The budget plan was developed from competing House and Senate plans where conferees negotiated on several contentious items:

•    Teacher Bonuses/Raises: 1.2 percent raise.

•    Education Reform: Funding for parts of Senator Berger’s education reform plan ($27 million).

•    K-12: $251 million increase in recurring funds.

•    Infrastructure Projects: Funding eliminated for the Garden Parkway and the Mid-Currituck Bridge. Funding retained for the Blue Line Extension.

•    Eugenics Compensation: No appropriation for eugenics compensation.

•    Medicaid: $100 million for the Medicaid rainy day fund.

Click here to review the full budget.
Click here to review the corresponding “money report”.

Legislators Advance Funding for Medicaid Shortfall

The House and Senate this week passed legislation that would allow up to $94 million to be appropriated for Medicaid expenses.

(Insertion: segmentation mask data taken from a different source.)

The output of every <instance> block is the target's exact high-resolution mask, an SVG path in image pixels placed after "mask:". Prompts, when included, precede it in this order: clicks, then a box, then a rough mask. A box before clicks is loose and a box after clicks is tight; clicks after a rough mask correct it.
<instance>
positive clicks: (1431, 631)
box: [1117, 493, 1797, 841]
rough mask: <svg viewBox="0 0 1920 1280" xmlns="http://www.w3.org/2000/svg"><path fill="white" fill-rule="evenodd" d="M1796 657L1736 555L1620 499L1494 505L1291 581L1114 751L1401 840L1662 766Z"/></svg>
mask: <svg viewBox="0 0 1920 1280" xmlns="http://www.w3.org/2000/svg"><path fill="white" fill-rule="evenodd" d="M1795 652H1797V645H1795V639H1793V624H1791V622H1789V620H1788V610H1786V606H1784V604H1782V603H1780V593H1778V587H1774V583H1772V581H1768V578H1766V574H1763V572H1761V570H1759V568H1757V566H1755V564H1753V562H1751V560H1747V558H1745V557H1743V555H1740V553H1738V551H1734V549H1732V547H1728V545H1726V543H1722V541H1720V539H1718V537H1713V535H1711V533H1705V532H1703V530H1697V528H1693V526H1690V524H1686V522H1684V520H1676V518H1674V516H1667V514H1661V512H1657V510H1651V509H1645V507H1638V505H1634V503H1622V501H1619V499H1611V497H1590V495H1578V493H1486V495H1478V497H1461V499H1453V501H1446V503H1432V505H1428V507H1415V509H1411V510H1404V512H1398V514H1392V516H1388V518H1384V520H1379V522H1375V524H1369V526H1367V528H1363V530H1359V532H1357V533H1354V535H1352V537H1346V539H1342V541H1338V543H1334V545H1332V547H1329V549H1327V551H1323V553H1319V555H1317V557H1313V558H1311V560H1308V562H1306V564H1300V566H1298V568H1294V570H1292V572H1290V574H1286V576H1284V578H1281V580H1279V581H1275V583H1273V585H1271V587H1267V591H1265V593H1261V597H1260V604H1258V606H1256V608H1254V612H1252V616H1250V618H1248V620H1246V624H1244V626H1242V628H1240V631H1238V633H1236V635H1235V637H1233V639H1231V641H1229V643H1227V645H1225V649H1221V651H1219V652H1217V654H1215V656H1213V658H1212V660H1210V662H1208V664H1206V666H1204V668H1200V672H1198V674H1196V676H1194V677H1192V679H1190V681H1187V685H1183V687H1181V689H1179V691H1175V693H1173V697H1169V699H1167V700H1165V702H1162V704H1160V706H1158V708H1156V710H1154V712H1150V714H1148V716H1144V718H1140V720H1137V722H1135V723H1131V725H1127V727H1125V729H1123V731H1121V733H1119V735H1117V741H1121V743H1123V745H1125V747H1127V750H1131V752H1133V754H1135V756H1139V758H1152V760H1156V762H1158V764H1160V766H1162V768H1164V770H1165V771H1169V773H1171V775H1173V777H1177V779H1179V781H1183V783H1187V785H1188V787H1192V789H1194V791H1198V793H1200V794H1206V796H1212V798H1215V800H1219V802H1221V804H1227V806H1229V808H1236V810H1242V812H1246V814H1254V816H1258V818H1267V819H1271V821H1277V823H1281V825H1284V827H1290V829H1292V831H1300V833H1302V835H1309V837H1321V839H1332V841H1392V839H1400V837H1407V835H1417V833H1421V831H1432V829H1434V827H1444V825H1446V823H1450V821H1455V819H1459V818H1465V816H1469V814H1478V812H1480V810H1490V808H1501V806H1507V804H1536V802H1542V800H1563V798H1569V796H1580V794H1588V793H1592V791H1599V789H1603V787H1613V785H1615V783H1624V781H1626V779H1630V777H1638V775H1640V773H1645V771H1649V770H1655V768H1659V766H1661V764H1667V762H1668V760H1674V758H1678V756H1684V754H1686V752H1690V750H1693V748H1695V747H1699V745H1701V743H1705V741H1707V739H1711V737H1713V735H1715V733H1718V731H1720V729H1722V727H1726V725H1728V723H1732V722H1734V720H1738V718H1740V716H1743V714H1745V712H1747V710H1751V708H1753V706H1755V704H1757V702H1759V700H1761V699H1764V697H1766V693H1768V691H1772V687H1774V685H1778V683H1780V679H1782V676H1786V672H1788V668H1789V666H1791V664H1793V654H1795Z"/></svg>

Last week, legislators learned there was an additional shortfall of around $75 million due to cash flow issues. The additional money is taken from appropriations set aside for state building repairs. Last month, legislators agreed to allow up to $205.5 million, taken from five sources of state money, to be used to close an earlier Medicaid shortfall.

Shale Gas Development Policy Off to the Governor

With a final concurrence vote of 29-15, the Senate officially sent legislation to the Governor that creates a regulatory framework that allows hydraulic fracturing. The bill only allows permits after additional action from the General Assembly, creating a sub-commission under the Mining Energy Commission to oversee the creation of the regulatory framework. Senate Bill 820, the Clean Energy & Economic Security Act which could dramatically reshape the state’s energy landscape now goes to the Governor for her consideration. The Governor has 10 days to act on the legislation.

Regulatory Reform Measures Press Forward

House Bill 952, State Air Toxics Program Reforms received its final vote in the Senate this week, sending the measure to the Governor. The measure would exempt some emission control sources from regulation under the state Air Toxics Program if those sources are subject to regulation under the federal Clean Air Act.

Senate Bill 810, Regulatory Reform Act of 2012 passed the House this week and is headed to the Senate for its last concurrence vote. The bill deals with several regulatory reform measures including clarifications to the Administrative Procedures Act, requirements for agencies to provide private businesses advanced notice on audits, clarification that state Air Quality regulations cannot be superimposed with state Water Quality regulations, and lengthening the term for a solid waste permit from five years to ten years.

Legislators Expect to Head Home Before July 4th

Per an adjournment resolution passed out of the Senate, legislators will be leaving Raleigh on June 30th. Speaker Tillis has indicated an expectation of adjournment by July 2nd. The adjournment schedule primarily centers around the timeline for a potential veto by Governor Perdue on the budget. The Governor has 10 days to act on any piece of legislation as long as the General Assembly is in session.